MNIST accuracy mode runs bench_mnist_snn_accuracy in tb/test_top.py. It compares processor writeback INT16 scores against a software golden model generated from the same exported workload and reports both hardware and software classification accuracy.

Customization

  • Change ROWS, SPIKES, and NO_WIDTH parameters in the testbenches or top module for different tile sizes.
  • Adjust PE_COUNT, WEIGHT_WIDTH, and ACC_WIDTH parameters for different processor configurations.
  • Edit the testbenches in tb/ to create custom spike patterns or test new scenarios.

RAW Submission Scope

This artifact targets a single-tile Prosperity-style PPU implementation.

In scope:

  • Detector, pruner, dispatcher, processor, neuron array, timestep control, injector/collector
  • AXI4-Lite host control and weight DMA path
  • RTL simulation, stage microbenchmarks, end-to-end ablation, and MNIST HW-vs-SW parity flow

Out of scope for this submission:

  • SFU path
  • Multi-tile NoC/inter-tile routing

RAW Submission Status

Item Status Evidence
Core pipeline RTL integration ppu/top.v, tb/test_top.py
Block-level verification tb/test_detector.py, tb/test_pruner.py, tb/test_dispatcher.py, tb/test_processor.py, tb/test_lif.py, tb/test_neuron_array.py, tb/test_spike_injector.py, tb/test_spike_collector.py, tb/test_timestep_ctrl.py
Host/control path verification tb/test_axi_lite_bridge.py, tb/test_csr.py, tb/test_weight_mem_ctrl.py
End-to-end sparse vs dense ablation tb/bench_results/end_to_end_ablation_summary.json, tb/bench_results/end_to_end_tile_metrics.csv
Stage-level benchmark summaries tb/bench_results/detector_summary.json, tb/bench_results/pruner_summary.json, tb/bench_results/dispatcher_summary.json, tb/bench_results/processor_summary.json
MNIST HW-vs-SW parity benchmark tb/bench_results/snn_accuracy_summary.json, tb/bench_results/snn_accuracy_metrics.csv
FPGA implementation metrics (LUT/FF/BRAM/DSP/Fmax/power) Run vivado -mode batch -source tools/fpga/synth.tcl and archive generated reports

Provisional FPGA Resource Envelope (Estimate)

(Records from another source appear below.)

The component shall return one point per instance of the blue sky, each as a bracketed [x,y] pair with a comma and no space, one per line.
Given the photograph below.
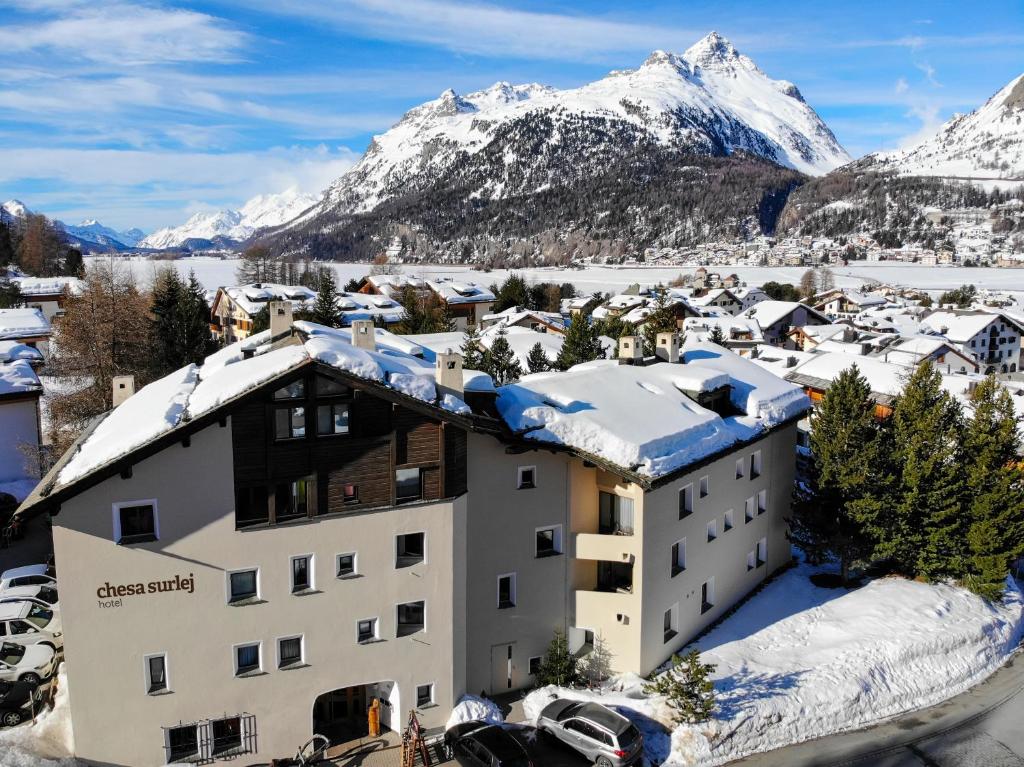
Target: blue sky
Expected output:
[141,113]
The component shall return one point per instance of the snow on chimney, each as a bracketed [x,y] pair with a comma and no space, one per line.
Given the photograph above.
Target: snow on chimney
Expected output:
[281,318]
[364,335]
[448,373]
[667,348]
[124,387]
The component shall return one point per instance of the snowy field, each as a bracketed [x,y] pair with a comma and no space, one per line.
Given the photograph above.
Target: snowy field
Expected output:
[214,272]
[799,662]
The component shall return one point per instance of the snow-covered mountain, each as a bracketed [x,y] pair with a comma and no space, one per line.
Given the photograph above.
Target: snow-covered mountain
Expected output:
[710,99]
[233,225]
[988,143]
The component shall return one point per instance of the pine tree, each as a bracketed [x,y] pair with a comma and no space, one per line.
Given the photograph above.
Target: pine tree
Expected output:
[993,488]
[537,360]
[841,487]
[686,687]
[558,667]
[581,345]
[500,361]
[326,308]
[472,357]
[924,529]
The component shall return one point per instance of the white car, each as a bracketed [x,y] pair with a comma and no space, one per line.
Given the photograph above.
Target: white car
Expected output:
[25,623]
[30,574]
[44,596]
[33,663]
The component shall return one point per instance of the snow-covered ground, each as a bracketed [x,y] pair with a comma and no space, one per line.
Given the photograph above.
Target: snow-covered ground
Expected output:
[799,662]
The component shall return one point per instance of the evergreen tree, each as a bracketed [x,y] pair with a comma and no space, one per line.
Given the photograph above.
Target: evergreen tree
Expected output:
[686,687]
[326,309]
[500,361]
[537,360]
[994,488]
[842,486]
[472,357]
[581,345]
[558,666]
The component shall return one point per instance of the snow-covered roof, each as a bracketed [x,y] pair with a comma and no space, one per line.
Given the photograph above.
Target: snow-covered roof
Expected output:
[638,418]
[23,323]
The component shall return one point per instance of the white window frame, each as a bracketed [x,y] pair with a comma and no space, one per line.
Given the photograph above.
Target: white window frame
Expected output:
[227,583]
[235,656]
[518,477]
[148,681]
[302,650]
[377,627]
[116,512]
[559,549]
[513,592]
[355,564]
[310,569]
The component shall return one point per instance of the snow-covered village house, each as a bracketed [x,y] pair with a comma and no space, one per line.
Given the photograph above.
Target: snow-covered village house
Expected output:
[361,525]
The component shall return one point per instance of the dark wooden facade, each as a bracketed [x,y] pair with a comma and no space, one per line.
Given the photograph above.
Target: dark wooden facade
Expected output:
[338,472]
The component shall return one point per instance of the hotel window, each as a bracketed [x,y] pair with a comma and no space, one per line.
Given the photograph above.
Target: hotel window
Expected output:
[135,522]
[290,652]
[506,591]
[526,477]
[332,419]
[243,586]
[410,549]
[290,423]
[411,619]
[247,658]
[302,573]
[156,674]
[408,485]
[549,541]
[366,630]
[686,501]
[424,695]
[678,557]
[346,565]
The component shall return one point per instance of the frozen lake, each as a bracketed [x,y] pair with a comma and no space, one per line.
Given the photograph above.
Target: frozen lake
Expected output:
[214,272]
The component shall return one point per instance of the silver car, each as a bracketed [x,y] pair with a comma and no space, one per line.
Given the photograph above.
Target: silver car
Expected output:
[602,735]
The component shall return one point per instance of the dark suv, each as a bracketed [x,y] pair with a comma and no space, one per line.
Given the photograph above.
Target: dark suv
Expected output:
[482,744]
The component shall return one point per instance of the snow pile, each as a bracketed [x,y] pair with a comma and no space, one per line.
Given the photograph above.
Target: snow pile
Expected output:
[799,662]
[473,709]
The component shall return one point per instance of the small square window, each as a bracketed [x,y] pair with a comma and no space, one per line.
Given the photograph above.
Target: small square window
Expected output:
[506,591]
[289,651]
[366,630]
[411,549]
[243,585]
[247,658]
[408,485]
[346,565]
[526,477]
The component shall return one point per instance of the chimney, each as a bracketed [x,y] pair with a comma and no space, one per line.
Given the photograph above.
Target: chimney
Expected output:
[364,335]
[448,373]
[281,318]
[629,350]
[668,347]
[124,387]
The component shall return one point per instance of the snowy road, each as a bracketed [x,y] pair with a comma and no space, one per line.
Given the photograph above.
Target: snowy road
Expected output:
[978,728]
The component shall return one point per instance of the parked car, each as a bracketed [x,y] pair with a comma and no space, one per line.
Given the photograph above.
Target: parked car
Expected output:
[30,574]
[25,623]
[18,700]
[44,596]
[27,663]
[602,735]
[482,744]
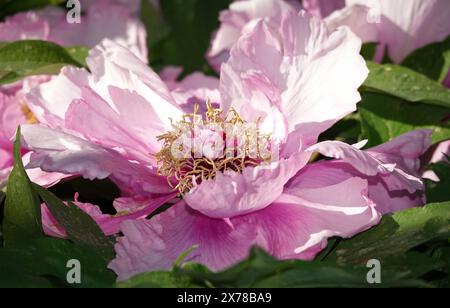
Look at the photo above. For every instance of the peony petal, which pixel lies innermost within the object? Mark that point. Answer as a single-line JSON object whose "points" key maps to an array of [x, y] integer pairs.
{"points": [[109, 224], [155, 244], [287, 65], [369, 165], [322, 8], [234, 194]]}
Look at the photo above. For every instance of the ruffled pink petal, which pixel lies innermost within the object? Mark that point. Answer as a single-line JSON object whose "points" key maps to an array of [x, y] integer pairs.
{"points": [[356, 17], [404, 150], [368, 164], [132, 125], [232, 194], [56, 151], [11, 117], [24, 26], [156, 243], [403, 25], [294, 66], [385, 199], [111, 65], [194, 89], [292, 227], [103, 20]]}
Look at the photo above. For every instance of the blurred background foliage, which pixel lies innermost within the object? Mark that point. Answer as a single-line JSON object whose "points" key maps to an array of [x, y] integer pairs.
{"points": [[413, 245]]}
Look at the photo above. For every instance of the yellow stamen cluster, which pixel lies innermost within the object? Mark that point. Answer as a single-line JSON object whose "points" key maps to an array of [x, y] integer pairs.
{"points": [[183, 172]]}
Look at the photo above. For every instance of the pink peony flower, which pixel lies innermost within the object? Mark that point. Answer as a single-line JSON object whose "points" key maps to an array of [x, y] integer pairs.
{"points": [[237, 18], [102, 19], [401, 26], [10, 116], [322, 8], [284, 84]]}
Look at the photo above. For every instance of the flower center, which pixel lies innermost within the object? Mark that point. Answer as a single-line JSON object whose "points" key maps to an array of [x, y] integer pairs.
{"points": [[199, 147]]}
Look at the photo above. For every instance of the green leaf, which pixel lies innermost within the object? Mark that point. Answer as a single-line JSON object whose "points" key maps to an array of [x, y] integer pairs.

Use this estimate table until tool-generated synthesis reports are archived:

Resource Low Estimate High Estimate
LUTs 50,000 120,000
FFs 30,000 80,000
BRAM18K 10 40

RAW Artifact Commands

# 1) Unit + integration tests
pytest -q

# 2) Stage microbenchmarks
python tb/bench_pipeline.py all

# 3) End-to-end sparse vs dense ablation
pytest -s tb/bench_top_ablation.py

# 4) Train/export workload and run MNIST parity benchmark
python tb/workloads/train_mnist_hw_model.py --download --output tb/workloads/mnist_hw_eval.npz
python tb/bench_mnist_accuracy.py --workload tb/workloads/mnist_hw_eval.npz --samples 256

# 5) FPGA implementation reports (if Vivado is available)
vivado -mode batch -source tools/fpga/synth.tcl

RAW Reporting Notes

  • Keep claims explicitly single-tile.
  • Report cycle/MAC/accuracy metrics from tb/bench_results/.
  • If energy is estimated from cycle/MAC reduction, label it as model-based estimation unless measured board/silicon power is available.

References

License

(c) 2025. See individual source files for license details.